In contrast, the number of views of this topic relative to other posts (some of which have much fewer replies) is very low. This could indicate that only relatively few, very vocal voices care to participate in this discussion or read about this topic at all.

Just for comparison:

image1227×68 20.8 KB

17.200 views in the last 5 days on a topic about bringing julia to iOS and Android, compared to the ~13.000 here. To me, this indicates that there are a whole lot of people wanting to use julia on iOS and Android, so maybe development effort should be spent to make that happen.

image1226×110 27.7 KB

23.000 for OpenBLAS vs MKL. Maybe I’m missing something here…

There’s A LOT of topics with many more views, though I don’t put them here since they’re also older than these two.

I was on holiday now and only sparsely read discourse (and the julia/Pkg issue tracker), so I might miss something outside this thread. But a few observations/comments.

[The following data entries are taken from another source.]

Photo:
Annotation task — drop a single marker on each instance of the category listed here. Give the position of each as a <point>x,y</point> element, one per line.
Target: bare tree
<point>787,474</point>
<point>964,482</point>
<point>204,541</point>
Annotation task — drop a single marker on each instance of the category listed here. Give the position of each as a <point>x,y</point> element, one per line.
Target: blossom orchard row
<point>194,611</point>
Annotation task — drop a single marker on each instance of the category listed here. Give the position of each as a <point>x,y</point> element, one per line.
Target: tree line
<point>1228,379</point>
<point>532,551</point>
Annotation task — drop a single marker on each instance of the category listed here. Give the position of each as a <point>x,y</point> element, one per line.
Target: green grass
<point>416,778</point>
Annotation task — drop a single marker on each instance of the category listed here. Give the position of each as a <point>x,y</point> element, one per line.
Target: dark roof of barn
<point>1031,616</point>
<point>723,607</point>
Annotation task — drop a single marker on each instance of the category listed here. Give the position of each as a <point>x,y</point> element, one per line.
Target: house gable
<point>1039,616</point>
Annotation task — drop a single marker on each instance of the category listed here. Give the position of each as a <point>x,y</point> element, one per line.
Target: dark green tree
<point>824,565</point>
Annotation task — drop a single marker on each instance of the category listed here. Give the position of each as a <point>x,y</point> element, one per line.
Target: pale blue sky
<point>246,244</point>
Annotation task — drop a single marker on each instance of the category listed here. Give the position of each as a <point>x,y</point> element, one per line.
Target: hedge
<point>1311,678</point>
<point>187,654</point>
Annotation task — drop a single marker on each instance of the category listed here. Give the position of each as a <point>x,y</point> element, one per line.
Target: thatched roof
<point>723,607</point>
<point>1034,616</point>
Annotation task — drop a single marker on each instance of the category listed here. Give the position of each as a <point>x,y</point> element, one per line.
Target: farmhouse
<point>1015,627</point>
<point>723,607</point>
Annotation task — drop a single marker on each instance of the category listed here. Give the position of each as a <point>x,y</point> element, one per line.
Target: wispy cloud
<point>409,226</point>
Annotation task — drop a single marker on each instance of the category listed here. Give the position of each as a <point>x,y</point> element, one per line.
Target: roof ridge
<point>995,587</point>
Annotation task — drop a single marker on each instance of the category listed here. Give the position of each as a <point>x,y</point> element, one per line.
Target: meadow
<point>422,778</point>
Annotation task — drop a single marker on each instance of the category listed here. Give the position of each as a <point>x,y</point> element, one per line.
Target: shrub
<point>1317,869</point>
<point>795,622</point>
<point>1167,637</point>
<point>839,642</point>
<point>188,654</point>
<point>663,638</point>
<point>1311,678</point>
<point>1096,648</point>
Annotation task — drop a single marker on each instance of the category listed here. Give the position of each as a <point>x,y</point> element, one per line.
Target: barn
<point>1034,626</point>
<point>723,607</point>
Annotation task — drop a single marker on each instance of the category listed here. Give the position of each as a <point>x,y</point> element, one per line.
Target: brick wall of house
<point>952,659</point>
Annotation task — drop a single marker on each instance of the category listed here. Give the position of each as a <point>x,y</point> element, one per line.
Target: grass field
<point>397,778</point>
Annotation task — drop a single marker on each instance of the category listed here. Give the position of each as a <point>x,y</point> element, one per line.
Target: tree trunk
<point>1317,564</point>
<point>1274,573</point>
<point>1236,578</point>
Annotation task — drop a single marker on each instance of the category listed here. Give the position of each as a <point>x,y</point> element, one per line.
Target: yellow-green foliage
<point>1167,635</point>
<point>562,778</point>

a) an IP number is (still) a relatively weak identifier, a UUID is a strong one

b) while it’s true, that github has strong identification (going to F2A, and even mandatory to contributing to some projects/packages), there is (still) quite good functionality with git anon access for using packages

c) IANAL, in my reading of the GDPR (I had to look closer at this in my day job) creating a user id and using it to store user specific data is the classical case of ‘informed consent’ i.e. opt-in. I don’t doubt, that some lawers might get the picture that the anonymity of a random user id is good enough here, I’d rather liked to see a second opinion by e.g. by EFF.

d) While my personal opinion is clearly: Opt-in here, I think the developers have done a good example how to do this technically and transparent.

e) Better documention is needed.

f) The claim, that this discussion is pre-mature as “1.5 isn’t released” is weak, as 1.5-rc1 is already used by interested parties (and opt-out telemetry with that).

Just to be precise, the threads that you cited are not that recent: both were started in 2017, so those many views have been accumulated for a much longer time. Also, I wouldn’t say that the participation is limited to a few vocal voices: the number of users marked on this thread (over 50) is not small at all.

But anyway, you’re completely right: the number of replies, users, etc. is only a sign, and may be very biased. I don’t want to give much importance to this usage statistics.

@anon94023334 You seem to have misunderstood who owns the telemetry. It is not owned by Julia Computing. As a matter of fact it is community data, and will be available to the community at large.

Julia Computing raises revenue through its services and products that are listed on its website. I can see your point of view, and respect them - except this point.

-viral

Sorry to be nitpicky, but I wouldn’t put it exactly like that: if there are individual user codes, the owners of the data records are those individuals; the Julia community may be given aggregated, anonymous results of the data ananlysis. But the full data records shall be managed by a closed, well-defined group of data controllers, liable of ensuring that they are processed according to the conditions stated in the legal notice (be it opt-out, -in, or whatever).

Yes, my only point there was that it is not owned by Julia Computing. Julia Computing will see whatever everyone else sees.

-viral

Honestly I think the discussion here has been productive. I recognize that it’s been heated at times, but that goes to show that the issue is important, perhaps more important than was recognized by those who designed the system in the first place.

I’ve filed bug reports on a few issues I think are important: storing IP addresses separately, which I think should be actively acknowledged somewhere other than the forum… and the use of a rolling identifier rather than a uuid (ie. an ID that changes through time on a rolling schedule so that it’s not possible to track an individual over months, years, decades…)

Given what I know about how it works… I will probably opt out due to the UUID… I would probably not opt out if instead it was a rolling identifier changing every 60 days or so… I still think that would give good usage stats.